Savo Spada, l’artista rom che crede in un mondo senza odio

MILANO – Si chiama Savo Spada, è un artista rom di 25 anni che vive a Stoccolma, in Svezia. E’ nato a Palermo, in una famiglia poverissima. “Sono cristiano ortodosso. Per me la fede è importante,” dice.
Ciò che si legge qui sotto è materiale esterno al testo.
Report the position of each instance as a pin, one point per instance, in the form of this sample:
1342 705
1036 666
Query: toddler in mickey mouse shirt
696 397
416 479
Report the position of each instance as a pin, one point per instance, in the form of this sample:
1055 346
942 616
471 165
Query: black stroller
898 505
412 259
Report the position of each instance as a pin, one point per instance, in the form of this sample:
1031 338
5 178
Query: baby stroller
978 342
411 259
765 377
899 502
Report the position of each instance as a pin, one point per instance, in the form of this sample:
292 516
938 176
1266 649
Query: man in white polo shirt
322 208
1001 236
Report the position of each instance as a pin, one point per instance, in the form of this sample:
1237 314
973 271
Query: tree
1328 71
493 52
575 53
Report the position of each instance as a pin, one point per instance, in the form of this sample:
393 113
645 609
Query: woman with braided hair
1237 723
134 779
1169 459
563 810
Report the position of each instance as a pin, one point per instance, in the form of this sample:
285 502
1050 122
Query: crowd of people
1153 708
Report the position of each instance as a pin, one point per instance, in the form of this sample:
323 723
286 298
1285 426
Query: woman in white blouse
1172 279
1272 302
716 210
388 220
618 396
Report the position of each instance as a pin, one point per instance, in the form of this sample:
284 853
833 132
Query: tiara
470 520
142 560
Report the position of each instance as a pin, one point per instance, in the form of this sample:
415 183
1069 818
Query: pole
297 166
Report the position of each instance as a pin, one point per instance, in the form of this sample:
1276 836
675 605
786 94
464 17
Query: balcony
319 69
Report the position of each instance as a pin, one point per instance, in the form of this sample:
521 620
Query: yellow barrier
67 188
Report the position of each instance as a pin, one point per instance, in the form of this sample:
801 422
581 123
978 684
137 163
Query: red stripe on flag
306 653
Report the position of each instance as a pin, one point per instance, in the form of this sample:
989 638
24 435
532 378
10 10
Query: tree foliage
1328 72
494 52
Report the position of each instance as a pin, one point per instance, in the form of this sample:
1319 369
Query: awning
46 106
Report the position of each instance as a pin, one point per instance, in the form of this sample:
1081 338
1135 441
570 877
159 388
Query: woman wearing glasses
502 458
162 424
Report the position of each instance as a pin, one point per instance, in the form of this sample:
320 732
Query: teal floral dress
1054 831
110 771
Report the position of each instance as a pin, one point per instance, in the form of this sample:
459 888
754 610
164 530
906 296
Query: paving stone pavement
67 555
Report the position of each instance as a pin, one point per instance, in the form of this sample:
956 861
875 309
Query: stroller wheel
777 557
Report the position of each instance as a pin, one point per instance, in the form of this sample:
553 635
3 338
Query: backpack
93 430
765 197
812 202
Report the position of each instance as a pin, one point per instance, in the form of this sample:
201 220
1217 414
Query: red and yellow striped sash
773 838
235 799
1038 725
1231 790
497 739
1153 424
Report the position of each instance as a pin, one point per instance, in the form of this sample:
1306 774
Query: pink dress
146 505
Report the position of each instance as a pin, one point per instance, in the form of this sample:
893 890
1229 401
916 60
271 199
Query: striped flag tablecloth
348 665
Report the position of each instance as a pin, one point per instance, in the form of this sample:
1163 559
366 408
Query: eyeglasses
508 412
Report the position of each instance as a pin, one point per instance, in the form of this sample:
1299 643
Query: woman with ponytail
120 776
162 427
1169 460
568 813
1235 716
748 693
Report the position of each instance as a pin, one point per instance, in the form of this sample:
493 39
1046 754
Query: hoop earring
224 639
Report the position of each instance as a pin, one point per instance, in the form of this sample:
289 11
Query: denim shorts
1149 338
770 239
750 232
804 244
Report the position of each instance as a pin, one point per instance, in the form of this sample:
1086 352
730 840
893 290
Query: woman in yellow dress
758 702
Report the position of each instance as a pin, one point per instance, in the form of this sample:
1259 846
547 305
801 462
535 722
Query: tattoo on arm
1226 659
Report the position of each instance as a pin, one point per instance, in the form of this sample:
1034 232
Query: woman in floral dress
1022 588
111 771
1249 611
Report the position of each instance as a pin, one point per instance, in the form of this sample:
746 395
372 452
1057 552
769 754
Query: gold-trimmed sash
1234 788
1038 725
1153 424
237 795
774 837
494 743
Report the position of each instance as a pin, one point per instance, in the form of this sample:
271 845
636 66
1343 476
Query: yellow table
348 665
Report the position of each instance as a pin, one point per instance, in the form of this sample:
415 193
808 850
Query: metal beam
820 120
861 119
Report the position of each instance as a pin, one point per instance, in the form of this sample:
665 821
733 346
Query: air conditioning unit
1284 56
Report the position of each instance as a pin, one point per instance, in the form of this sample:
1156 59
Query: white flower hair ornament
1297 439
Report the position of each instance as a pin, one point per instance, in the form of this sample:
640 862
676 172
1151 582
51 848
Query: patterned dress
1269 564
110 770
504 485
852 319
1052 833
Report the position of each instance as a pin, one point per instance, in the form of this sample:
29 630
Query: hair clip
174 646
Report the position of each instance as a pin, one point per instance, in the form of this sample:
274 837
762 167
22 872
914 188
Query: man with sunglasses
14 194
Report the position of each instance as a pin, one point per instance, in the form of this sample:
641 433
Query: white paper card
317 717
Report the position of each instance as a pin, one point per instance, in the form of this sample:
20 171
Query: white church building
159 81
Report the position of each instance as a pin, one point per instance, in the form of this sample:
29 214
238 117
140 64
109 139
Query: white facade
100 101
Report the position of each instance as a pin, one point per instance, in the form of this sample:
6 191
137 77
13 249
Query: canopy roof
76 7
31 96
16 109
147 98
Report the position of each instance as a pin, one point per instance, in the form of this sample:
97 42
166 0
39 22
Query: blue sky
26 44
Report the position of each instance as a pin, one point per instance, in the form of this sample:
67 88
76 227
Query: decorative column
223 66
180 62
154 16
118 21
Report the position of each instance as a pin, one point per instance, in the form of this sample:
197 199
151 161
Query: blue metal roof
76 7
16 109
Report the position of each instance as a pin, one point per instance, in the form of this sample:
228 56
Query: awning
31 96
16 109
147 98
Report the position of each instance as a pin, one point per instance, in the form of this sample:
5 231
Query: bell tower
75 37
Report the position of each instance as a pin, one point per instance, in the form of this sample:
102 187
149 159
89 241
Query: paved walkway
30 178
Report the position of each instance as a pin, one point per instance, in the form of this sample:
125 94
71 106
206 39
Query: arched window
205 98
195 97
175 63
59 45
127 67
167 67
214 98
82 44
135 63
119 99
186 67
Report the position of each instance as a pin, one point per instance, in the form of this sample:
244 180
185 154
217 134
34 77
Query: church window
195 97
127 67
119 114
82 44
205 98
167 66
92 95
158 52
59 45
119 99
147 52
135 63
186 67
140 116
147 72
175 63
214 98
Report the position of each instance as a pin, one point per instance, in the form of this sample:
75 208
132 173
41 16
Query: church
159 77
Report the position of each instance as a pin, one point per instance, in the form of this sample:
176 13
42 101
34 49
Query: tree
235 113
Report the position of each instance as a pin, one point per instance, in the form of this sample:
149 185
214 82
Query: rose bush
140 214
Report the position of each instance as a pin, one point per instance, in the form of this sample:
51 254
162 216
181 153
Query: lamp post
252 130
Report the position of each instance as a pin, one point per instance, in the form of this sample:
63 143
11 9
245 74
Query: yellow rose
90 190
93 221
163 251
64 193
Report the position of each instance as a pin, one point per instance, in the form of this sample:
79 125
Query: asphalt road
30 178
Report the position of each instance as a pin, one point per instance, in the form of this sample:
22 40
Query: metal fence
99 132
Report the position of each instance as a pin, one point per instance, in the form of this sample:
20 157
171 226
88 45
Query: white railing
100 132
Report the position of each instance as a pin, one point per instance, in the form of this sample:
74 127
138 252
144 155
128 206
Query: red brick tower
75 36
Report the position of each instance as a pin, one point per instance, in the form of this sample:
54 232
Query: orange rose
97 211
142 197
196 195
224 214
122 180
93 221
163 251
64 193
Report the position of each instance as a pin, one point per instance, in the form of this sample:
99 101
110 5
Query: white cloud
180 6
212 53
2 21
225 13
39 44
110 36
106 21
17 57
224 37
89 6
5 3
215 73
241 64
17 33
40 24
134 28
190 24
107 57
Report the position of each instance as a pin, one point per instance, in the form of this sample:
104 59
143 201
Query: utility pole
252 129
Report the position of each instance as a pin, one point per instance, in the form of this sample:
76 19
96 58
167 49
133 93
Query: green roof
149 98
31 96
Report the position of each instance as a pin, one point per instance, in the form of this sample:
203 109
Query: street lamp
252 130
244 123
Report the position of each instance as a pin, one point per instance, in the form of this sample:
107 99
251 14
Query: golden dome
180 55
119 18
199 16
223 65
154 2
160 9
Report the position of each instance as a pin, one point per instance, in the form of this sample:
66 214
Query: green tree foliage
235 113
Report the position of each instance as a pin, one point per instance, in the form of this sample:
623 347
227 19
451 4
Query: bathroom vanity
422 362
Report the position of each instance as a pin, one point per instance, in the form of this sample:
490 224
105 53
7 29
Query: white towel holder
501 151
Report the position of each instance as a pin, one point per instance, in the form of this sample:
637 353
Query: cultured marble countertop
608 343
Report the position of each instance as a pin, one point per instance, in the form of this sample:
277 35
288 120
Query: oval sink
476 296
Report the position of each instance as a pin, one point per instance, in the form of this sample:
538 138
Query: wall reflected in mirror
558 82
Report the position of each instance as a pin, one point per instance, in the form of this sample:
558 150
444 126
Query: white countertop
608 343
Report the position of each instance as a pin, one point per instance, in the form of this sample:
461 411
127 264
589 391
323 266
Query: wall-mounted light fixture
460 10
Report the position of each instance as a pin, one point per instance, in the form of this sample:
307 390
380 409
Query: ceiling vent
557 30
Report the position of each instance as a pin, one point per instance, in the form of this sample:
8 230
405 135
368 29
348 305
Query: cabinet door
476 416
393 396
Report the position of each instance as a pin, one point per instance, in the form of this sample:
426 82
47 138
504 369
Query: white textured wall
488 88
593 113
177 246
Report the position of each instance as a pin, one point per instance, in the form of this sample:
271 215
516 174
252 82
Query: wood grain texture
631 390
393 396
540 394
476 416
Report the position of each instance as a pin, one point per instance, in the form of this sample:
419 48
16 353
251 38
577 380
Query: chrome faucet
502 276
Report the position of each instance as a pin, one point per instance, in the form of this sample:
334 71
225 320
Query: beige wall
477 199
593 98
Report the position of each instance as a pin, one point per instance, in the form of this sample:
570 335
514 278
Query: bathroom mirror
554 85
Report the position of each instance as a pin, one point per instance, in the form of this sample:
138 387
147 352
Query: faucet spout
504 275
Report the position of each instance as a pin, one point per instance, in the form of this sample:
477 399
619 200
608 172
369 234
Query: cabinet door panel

“Ho sempre disegnato per trasferire sulla carta le difficoltà della vita e i sogni”. I suoi disegni sono originalissimi, perché fanno uso della simbologia delle icone per esprimersi sotto forma di astrazioni monocromatiche, con pochi elementi figurativi. Se le icone della tradizione esprimono l’epifania del mondo divino nella realtà terrestre, le opere di Savo Spada sono pura espressione dello spirito, in cui la preghiera ha un linguaggio che non è fatto di sole parole e simboli, ma si dipana in una rete di punti, linee, cerchi, triangoli e quadrati, come nei Mandala. E come nei Mandala, il chakra, la ruota solare, sorge e nutre lo spirito del mondo. In queste opere che sbalordiscono per l’armonia dei rapporti fra le forme, tuttavia, il chaktra è la ruota che simboleggia il cammino del popolo Rom. E’ la ruota dei carri, che appare al centro della bandiera dei Rom e simboleggia il viaggio di dolore e fede che caratterizza da sempre questo popolo perseguitato. “L’arte ha il potere di unire i popoli,” spiega Savo, “ed è per questo che nei miei disegni tutto è in pace e dappertutto c’è unione, non divisione. Non sono mai riuscito a capire come si faccia a odiare. Nella mia vita ho subito di tutto. Insulti, emarginazione, un’aggressione che mi ha lasciato con menomazioni alla vista e all’udito, un altro atto violento da parte di razzisti, che hanno distrutto l’oboe con cui suonavo per le strade e mi procuravo da vivere. Sono stato costretto a separarmi da mio figlio di sei anni, che vive in Italia presso una zia e mi manca tanto. Eppure amo l’umanità e credo nella forza dell’amore. Ho amici rom, tataren, somali, siriani… Ieri un ragazzo somalo si è meravigliato del fatto che porto un braccialetto ortodosso e uno musulmano. La mia arte è preghiera e io prego ogni giorno, ma non tanto per me: per coloro che stanno peggio di me. Ne incontro tanti e vorrei che la sofferenza di ognuno di loro, attraverso la preghiera, sanasse il mondo dalla malattia dell’odio”.